Hagåtña, Guam — Acting Governor Joshua F. Tenorio said Thursday that Guam strongly opposes proposals to accelerate permitting for undersea mineral exploration in waters surrounding the Marianas, telling visiting federal officials the island is not interested in serving as a test case for rushed policy decisions.
Tenorio met with officials from the Bureau of Ocean Energy Management, joined by cabinet leaders and senior policy staff, to push back against proposals that would shorten review timelines and remove formal notification requirements to Guam’s elected leadership.
Tenorio said Guam does not support compressing review timelines or weakening notification safeguards, arguing that decisions with long-term consequences should not move forward without full transparency and meaningful engagement with the people most affected.

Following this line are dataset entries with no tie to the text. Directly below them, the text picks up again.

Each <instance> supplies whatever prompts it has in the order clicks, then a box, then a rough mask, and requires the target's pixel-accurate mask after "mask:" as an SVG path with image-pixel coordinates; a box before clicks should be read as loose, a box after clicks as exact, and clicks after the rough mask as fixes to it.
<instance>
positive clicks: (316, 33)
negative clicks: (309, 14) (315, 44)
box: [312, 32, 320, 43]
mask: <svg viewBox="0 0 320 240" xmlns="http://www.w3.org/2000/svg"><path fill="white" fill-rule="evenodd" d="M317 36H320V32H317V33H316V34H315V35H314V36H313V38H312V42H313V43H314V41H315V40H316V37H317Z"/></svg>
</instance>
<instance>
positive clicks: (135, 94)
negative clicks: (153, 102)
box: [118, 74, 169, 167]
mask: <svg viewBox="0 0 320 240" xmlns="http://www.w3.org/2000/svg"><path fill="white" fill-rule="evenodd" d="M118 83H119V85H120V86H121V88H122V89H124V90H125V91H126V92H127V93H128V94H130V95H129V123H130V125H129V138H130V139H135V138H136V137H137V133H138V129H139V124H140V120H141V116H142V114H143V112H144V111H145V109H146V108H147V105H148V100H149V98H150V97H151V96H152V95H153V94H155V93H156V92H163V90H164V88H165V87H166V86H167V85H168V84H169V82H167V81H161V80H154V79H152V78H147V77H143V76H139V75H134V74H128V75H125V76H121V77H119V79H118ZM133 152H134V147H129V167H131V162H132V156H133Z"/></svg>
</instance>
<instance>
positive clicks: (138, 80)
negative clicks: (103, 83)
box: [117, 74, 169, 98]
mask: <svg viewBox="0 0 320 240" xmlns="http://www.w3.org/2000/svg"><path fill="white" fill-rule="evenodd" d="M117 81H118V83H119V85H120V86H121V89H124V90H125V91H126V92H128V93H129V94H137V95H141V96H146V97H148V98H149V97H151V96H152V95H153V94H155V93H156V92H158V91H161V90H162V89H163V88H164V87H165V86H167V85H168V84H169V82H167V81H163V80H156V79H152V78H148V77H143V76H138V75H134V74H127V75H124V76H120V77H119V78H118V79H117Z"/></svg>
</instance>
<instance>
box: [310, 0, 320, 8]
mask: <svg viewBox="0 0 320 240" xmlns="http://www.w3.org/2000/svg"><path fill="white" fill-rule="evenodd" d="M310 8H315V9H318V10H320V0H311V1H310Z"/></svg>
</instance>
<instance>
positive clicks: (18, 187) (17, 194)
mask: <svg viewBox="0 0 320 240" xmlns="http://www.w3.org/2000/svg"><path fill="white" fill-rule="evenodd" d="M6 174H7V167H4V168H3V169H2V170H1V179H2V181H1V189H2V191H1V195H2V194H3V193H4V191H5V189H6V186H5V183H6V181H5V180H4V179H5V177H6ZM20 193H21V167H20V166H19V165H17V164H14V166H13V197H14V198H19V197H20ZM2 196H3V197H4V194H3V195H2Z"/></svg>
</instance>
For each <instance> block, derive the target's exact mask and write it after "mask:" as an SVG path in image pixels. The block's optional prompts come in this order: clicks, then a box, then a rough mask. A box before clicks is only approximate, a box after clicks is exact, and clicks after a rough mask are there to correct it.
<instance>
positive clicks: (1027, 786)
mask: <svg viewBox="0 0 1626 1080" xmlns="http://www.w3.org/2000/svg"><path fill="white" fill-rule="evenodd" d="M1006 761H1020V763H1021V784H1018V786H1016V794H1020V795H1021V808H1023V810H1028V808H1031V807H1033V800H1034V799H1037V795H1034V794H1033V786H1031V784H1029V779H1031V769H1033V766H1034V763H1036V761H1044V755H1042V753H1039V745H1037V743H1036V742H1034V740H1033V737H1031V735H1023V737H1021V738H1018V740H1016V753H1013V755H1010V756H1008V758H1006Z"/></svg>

He also said GovGuam continues to call for town halls and community consultation before any exploration or mining activity is authorized.

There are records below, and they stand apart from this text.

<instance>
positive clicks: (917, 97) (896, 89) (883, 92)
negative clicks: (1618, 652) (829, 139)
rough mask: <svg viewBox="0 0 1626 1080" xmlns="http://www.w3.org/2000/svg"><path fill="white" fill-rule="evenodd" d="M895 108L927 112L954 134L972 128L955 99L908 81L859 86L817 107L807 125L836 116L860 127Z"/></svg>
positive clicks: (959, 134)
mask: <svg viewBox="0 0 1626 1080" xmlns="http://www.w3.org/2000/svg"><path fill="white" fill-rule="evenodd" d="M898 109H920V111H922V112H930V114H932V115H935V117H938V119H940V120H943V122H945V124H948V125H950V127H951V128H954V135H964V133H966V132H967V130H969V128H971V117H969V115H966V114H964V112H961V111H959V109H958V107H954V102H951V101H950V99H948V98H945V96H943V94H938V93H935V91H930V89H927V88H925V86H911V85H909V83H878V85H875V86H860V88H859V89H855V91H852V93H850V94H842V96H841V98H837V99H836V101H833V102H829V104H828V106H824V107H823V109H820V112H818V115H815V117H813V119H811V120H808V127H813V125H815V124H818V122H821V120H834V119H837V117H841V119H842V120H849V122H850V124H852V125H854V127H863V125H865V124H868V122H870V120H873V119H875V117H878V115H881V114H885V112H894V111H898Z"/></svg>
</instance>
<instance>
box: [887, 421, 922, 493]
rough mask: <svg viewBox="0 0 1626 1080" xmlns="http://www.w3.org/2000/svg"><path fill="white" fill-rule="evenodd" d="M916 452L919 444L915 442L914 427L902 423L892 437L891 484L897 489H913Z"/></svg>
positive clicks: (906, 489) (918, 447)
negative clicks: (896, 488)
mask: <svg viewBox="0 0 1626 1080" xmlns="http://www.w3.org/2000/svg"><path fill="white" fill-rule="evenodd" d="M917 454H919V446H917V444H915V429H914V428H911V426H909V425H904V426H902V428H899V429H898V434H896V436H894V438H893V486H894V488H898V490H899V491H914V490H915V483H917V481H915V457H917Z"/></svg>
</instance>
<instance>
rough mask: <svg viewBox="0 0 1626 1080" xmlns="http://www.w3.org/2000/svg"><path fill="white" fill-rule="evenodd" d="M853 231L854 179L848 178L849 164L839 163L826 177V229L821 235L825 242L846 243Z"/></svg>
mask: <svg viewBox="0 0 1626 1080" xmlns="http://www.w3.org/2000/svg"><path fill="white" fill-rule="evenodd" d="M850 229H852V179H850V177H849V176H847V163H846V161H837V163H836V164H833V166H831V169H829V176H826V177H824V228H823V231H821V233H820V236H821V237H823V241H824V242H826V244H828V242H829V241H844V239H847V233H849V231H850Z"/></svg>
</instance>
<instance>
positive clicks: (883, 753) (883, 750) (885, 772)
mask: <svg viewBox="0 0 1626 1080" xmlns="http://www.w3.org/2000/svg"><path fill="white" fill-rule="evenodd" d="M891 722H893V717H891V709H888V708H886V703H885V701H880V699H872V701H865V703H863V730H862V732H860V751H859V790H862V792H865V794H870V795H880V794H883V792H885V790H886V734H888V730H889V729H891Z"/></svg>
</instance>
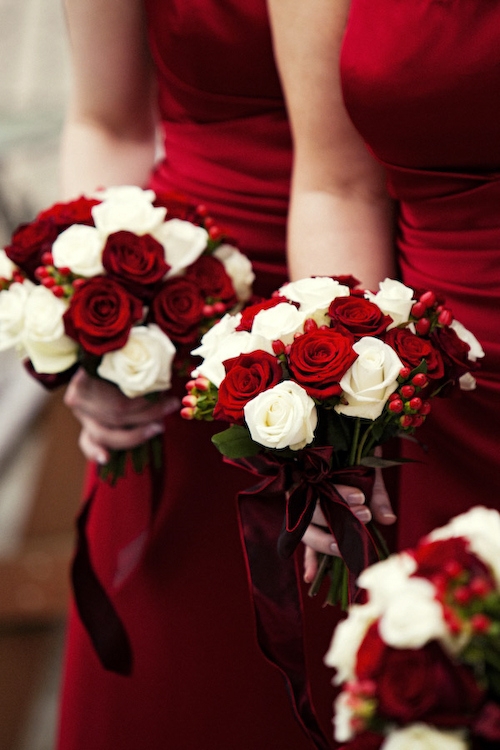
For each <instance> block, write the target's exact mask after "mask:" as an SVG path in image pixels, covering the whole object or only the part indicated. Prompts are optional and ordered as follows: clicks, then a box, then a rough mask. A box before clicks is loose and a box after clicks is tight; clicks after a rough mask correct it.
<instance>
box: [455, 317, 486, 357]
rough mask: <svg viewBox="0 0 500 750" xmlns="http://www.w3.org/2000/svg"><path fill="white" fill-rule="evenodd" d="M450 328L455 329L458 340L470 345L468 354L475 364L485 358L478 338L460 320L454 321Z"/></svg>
mask: <svg viewBox="0 0 500 750" xmlns="http://www.w3.org/2000/svg"><path fill="white" fill-rule="evenodd" d="M450 328H453V330H454V331H455V333H456V334H457V336H458V338H459V339H461V340H462V341H465V343H466V344H469V347H470V349H469V351H468V353H467V356H468V358H469V359H470V360H471V361H472V362H475V361H476V360H477V359H481V357H484V350H483V347H482V346H481V344H480V343H479V341H478V340H477V338H476V337H475V336H474V334H473V333H471V332H470V331H469V330H468V329H467V328H466V327H465V326H464V325H462V323H460V322H459V321H458V320H453V321H452V322H451V324H450Z"/></svg>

The acting governor framed the issue as broader than regulation alone, saying it touches environmental stewardship, cultural preservation, economic security, and national defense interests in the Western Pacific.
GovGuam also raised concerns about economic claims tied to possible undersea mineral extraction. Tenorio said federal officials discussed potential benefits, but he pointed to what he described as a key legal gap: no identified federal revenue-sharing framework currently guarantees Guam any economic return from extraction activities in federal waters.
Tenorio further said BOEM officials did not present new environmental data addressing previously raised concerns, including sediment plumes, ecosystem disruption, fisheries impacts, and long-term marine habitat degradation.
Although federal representatives suggested that actual mining activity may still be years away, Tenorio said that timeline does not provide enough assurance, warning that federal priorities can shift quickly and that no binding safeguard currently prevents exploration from moving into faster extraction without adequate local consultation.
He also questioned whether federal planners had coordinated with the Department of Defense on operational impacts in a region of growing strategic military activity, or with the Port Authority of Guam to ensure shipping lanes and maritime commerce would not be affected. GovGuam said no clear coordination plan was presented on either front.
Despite Guam’s objections, Tenorio said the meeting was necessary so Guam could make its case directly to federal officials. He said Guam supports innovation and responsible economic opportunity, but not at the expense of environmental security or territorial sovereignty.